On 03/27/2017 11:25 AM, Rich Freeman wrote:
On Mon, Mar 27, 2017 at 11:07 AM, Fred Stluka <fred@bristle.com> wrote:
Rich,

I get a full backup, plus daily incrementals out of a single rsync
command:
% rsync -rpogtlv --del --backup --backup-dir=sparse src/ full

This updates my full backup tree, but instead of overwriting or
deleting files from that tree, it moves them to a new timestamped
incremental tree that is sparsely populated only with the files
that would have been changed or deleted.


That essentially works, but you might seriously consider using
rsnapshot instead in such a situation.  The only thing that changes is
how the files are organized.

Instead of a bazillion timestamped files all over the place, you
instead end up with timestamped parent directories that are populated
with full backups, which are sparse in the sense that they're full of
hard-links where files didn't change.

The advantage of rsnapshot is that you can just copy/rsync one of
those directories back and you get your filesystem in the state as of
the timestamp you used (presumably the latest), vs getting a
filesystem full of timestamped incremental files all over the place
that you then need to try to clean up.  Either way you can still go
back in time for any particular file.

But, they both get the job done, and depending on how you prefer the
format of your archive and the state after restoration, either could
be the "better" solution.

I forget if it's come up in this thread, but I've been using https://en.wikipedia.org/wiki/BackupPC to do that kind of thing for many years. It's written in Perl, uses rsync (or other things, but I use only rsync) and does file-level de-dup as well. v3 and below use hard links, as discussed above, but v4 does away with those somehow, I haven't investigated. The problem with huge numbers and trees of hardlinks is that they can be difficult to move to a new volume, if you are replacing hard drives for whatever reason.

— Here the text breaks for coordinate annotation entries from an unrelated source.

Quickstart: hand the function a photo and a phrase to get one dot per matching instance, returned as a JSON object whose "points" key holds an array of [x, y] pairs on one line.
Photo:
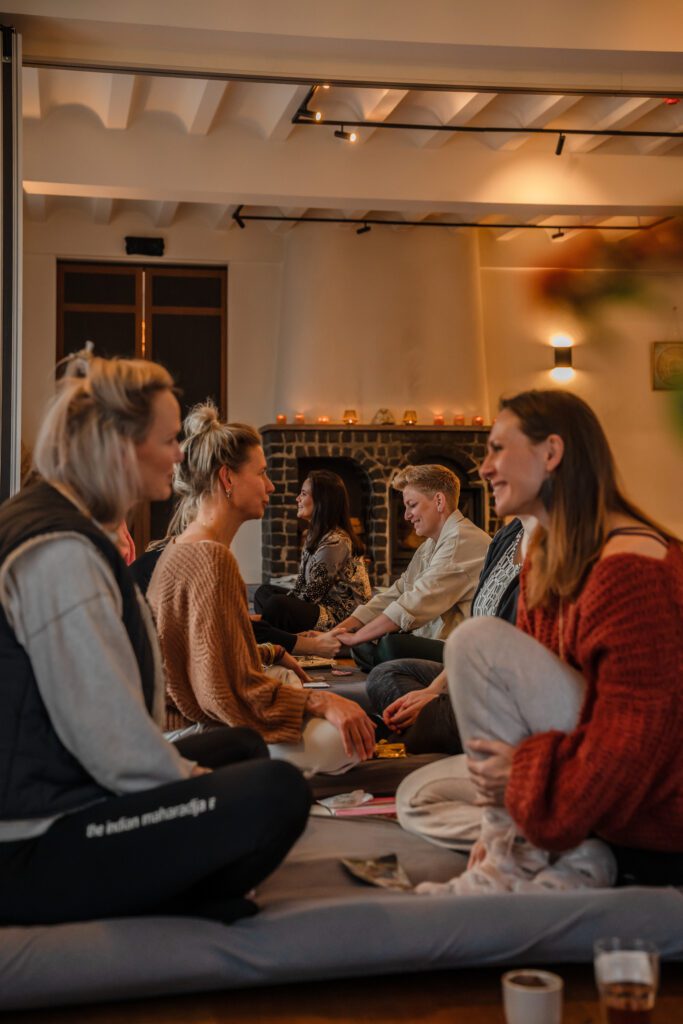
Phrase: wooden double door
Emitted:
{"points": [[175, 315]]}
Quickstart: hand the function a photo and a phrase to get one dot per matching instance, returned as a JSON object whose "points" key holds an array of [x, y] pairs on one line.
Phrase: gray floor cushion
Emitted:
{"points": [[318, 923]]}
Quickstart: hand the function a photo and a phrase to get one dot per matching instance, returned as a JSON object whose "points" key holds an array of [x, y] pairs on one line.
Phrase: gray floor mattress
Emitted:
{"points": [[317, 923]]}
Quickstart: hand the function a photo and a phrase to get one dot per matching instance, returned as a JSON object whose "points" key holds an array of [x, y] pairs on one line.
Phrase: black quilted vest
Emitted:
{"points": [[38, 775]]}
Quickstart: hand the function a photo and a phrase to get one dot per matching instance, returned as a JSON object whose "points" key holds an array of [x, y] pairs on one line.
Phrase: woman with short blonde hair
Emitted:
{"points": [[413, 617]]}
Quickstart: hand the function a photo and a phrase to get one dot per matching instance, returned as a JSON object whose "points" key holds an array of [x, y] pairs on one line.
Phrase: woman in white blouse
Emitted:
{"points": [[435, 591]]}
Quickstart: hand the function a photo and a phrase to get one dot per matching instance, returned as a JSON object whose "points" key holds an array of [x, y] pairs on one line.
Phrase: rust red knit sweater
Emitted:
{"points": [[620, 773]]}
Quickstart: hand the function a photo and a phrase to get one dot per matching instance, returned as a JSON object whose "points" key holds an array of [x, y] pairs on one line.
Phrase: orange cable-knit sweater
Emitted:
{"points": [[620, 773], [211, 663]]}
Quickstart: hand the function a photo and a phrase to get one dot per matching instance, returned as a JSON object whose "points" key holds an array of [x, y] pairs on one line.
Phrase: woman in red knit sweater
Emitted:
{"points": [[573, 720]]}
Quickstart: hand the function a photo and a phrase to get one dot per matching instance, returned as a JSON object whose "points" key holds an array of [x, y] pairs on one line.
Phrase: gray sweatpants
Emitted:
{"points": [[504, 685]]}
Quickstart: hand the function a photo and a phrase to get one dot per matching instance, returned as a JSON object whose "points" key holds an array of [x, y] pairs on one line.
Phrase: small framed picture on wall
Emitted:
{"points": [[667, 366]]}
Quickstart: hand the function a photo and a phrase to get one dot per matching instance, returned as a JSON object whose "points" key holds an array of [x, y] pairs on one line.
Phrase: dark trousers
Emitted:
{"points": [[394, 646], [190, 848], [435, 729], [282, 609]]}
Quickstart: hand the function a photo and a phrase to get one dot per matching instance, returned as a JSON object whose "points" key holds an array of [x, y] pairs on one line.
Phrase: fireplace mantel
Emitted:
{"points": [[377, 452]]}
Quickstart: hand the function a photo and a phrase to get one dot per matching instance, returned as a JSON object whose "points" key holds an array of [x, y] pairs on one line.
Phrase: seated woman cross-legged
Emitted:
{"points": [[411, 694], [413, 617], [99, 815], [333, 578], [213, 668], [573, 720]]}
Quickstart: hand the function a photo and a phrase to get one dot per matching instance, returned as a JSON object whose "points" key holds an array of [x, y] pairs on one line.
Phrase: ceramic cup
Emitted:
{"points": [[531, 996]]}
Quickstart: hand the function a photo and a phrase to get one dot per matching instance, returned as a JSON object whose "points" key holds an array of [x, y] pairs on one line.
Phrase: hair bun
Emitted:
{"points": [[200, 419]]}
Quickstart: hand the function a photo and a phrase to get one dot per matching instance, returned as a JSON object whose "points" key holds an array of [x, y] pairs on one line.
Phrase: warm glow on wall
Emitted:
{"points": [[562, 370]]}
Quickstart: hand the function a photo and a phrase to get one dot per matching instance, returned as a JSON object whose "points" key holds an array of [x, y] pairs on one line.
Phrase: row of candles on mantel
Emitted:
{"points": [[350, 419]]}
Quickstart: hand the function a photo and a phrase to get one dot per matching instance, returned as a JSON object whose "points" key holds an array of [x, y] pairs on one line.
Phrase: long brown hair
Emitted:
{"points": [[580, 494], [331, 510]]}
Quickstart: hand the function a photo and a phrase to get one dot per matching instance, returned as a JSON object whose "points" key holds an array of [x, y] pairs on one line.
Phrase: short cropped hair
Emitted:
{"points": [[429, 479], [101, 410]]}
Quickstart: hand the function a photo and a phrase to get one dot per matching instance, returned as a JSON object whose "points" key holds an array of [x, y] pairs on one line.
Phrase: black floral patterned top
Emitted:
{"points": [[333, 578]]}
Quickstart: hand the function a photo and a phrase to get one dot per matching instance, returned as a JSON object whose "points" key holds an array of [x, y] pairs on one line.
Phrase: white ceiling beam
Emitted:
{"points": [[164, 214], [451, 109], [102, 210], [527, 112], [611, 114], [120, 101], [35, 207], [204, 102]]}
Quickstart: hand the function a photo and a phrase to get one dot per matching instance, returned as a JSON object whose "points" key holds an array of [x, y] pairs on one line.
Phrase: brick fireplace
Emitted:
{"points": [[368, 459]]}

I can't count the number of times BackupPC has saved some bacon by allowing me to go back in time, usually to rescue some file I accidentally overwrote. I have about 20 point-in-time backups for each device ranging from <1 day to 467.9 days on the one I just checked via the simple web GUI. I have 10 active devices, are: * Pool is 381.78GB comprising 634427 files and 4369 directories (as of 2017-03-27 01:16)
* Pool hashing gives 160 repeated files with longest chain 37
* Nightly cleanup removed 3857 files of size 6.70GB (around 2017-03-27 01:16)

Note these are data and config only, not full bare-metal, so /etc/ (and etckeeper), /home/, /var/spool/cron/ and such. I also have 1-to-1 full system backups using straight rsync, but those are latest-copy only, not back-in-time like BackupPC. And I'd argue that these days, back-in-time is absolutely *critical* because of Ransomware threats if nothing else, but PBCAK/ID10T issues are a close second.

The "disadvantages" are that the file pool is not directly accessible or copyable, so to restore you use the web GUI (or there may be a CLI tool) to either put the files back directly, someplace else, or make a tarball. And client setup is not trivial. I use only rsync over SSH but it can use Samba and other things, so there are the usual SSH key things to do, and the configs are Perl code. Configs are very well documented, but there are a great many options and a few hoops to jump.

In all fairness, I've been using this for so long that there may be better ways of setup I'm not familiar with and I'm doing something the old way. Whatever, it works great for me, and I can share my docs if needed.